July 25, 2013
Experts Monitor Breeding Habits Of North Atlantic Right Whales In The Gulf of Maine
April Flowers for redOrbit.com - Your Universe Online
Using six years of data collected during regular aerial surveys, combined with genetics data obtained by a consortium of research teams, a new study adds evidence that points to a central Gulf of Maine mating ground for North Atlantic right whales.
"A high proportion of potential mates aggregated in the central Gulf of Maine between November and January, and these same individuals produced a calf a year later. We concluded that this is a pretty strong indication of a mating ground if the gestation period is 12 months," said Tim Cole, biologist at the Woods Hole Laboratory of NOAA's Northeast Fisheries Science Center (NEFSC).
The research team used aerial surveys to document not only how many, but also which right whales were present in the study area between 2002 and 2008. A photo identification catalog maintained at the New England Aquarium that includes most of the adults in the population was used to identify individual whales. The team used genetic data collected in other field work to identify known fathers. Known mothers were identified by association with a calf.
The study findings, published online in the journal Endangered Species Research, revealed a higher proportion of reproductively successful animals in the study area than were present in other areas these whales used seasonally. The research team extrapolated a 12-month gestational period for the North Atlantic right whale, similar to that estimated for the closely-related southern right whale (Eubalaena australis) by Dr. Peter Best, South African whale biologist.

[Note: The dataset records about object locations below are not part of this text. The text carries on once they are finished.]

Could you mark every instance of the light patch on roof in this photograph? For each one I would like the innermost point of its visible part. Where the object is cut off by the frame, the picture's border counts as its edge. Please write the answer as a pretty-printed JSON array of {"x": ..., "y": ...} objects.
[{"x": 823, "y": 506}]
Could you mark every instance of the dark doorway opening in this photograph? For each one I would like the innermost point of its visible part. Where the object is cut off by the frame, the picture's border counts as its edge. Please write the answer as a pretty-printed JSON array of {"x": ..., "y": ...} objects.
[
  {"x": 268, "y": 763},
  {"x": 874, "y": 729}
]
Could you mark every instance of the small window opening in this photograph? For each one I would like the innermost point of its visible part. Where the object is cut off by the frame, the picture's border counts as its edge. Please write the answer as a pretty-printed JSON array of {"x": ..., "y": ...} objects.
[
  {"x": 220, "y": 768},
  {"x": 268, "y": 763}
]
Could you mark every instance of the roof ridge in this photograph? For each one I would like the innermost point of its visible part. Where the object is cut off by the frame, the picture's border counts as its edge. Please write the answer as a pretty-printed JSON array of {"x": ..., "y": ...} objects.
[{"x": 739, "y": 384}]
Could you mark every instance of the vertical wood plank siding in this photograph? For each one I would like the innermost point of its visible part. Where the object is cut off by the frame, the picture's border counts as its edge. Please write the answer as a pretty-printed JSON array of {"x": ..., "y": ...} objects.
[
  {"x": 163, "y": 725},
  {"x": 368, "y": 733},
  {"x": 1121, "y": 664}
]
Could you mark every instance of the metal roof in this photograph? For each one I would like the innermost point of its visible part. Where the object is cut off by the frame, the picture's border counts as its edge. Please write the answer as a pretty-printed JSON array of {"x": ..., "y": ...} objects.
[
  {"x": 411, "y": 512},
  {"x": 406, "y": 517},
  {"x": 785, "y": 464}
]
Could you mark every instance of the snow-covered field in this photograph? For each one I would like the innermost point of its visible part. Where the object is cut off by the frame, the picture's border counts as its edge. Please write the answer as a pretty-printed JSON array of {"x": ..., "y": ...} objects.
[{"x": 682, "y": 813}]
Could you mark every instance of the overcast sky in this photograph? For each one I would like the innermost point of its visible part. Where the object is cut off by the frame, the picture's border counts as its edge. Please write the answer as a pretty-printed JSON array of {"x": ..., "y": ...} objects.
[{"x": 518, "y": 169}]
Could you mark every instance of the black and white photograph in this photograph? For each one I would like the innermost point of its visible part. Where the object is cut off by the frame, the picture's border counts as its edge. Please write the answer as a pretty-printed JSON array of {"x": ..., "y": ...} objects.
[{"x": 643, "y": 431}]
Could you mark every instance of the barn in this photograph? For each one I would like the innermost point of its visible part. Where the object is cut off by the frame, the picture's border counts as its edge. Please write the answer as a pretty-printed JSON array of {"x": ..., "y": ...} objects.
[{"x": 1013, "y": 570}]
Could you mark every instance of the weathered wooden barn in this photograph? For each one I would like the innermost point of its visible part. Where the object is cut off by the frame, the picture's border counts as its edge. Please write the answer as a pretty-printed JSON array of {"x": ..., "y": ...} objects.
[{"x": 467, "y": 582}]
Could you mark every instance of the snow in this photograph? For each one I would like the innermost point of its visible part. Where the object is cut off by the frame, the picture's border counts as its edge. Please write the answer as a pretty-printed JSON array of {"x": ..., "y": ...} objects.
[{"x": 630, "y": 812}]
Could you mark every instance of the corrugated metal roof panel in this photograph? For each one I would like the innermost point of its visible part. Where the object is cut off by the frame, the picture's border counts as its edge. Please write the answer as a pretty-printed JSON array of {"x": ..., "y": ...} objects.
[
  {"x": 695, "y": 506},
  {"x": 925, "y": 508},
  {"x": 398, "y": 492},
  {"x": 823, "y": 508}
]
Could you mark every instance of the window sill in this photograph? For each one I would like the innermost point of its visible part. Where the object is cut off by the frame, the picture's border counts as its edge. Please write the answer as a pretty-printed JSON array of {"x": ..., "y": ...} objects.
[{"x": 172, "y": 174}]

Cole says while this study is a strong indicator of a mating ground, there could be other mating areas not identified. It is also not entirely clear how fixed the mating grounds might be. Since the study ended, fewer right whales have been seen in the study area during what should be mating season. The researchers found less dramatic evidence that Roseway Basin, south of Nova Scotia, may also be a mating ground for the whales.
"We are still seeing right whales in the central Gulf of Maine, just not in the same numbers. They are still out there, but where they all are is the big question. The decline is significant, so something appears to have changed," Cole said. "The good news is that calf production has been fairly good, with 22 calves born in 2011, 7 in 2012, and 20 this past winter. It will be interesting to see how many calves are born next year."
During spring and summer, most of the North Atlantic right whale population can be found on feeding grounds off the northeastern US and Canadian Maritimes. The pregnant females migrate to waters off the southeastern US to give birth in the fall and early winter. Intense aerial surveys conducted from December through March off the coasts of Florida, Georgia, South Carolina and North Carolina detect the mothers and calves that return to the northeast feeding ground in early spring. The calves stay with their mothers for the first year following their births.
Successful reproduction is the key to recovery of this endangered animal, but the current reproduction rates are much lower for the North Atlantic right whale than for the recovering populations of southern right whales. Scientists do not yet understand the reasons for this disparity, but think the answers may include a low level of genetic variability and /or inbreeding, disease, biotoxins, pollutants, food supply limitations and habitat loss. Behavioral changes might also be triggered by increased ocean noise cause by coastal development. These changes could negatively impact reproduction as well. These factors all make finding the right whale's conception period and mating grounds important steps in learning about the factors that may be impairing reproduction.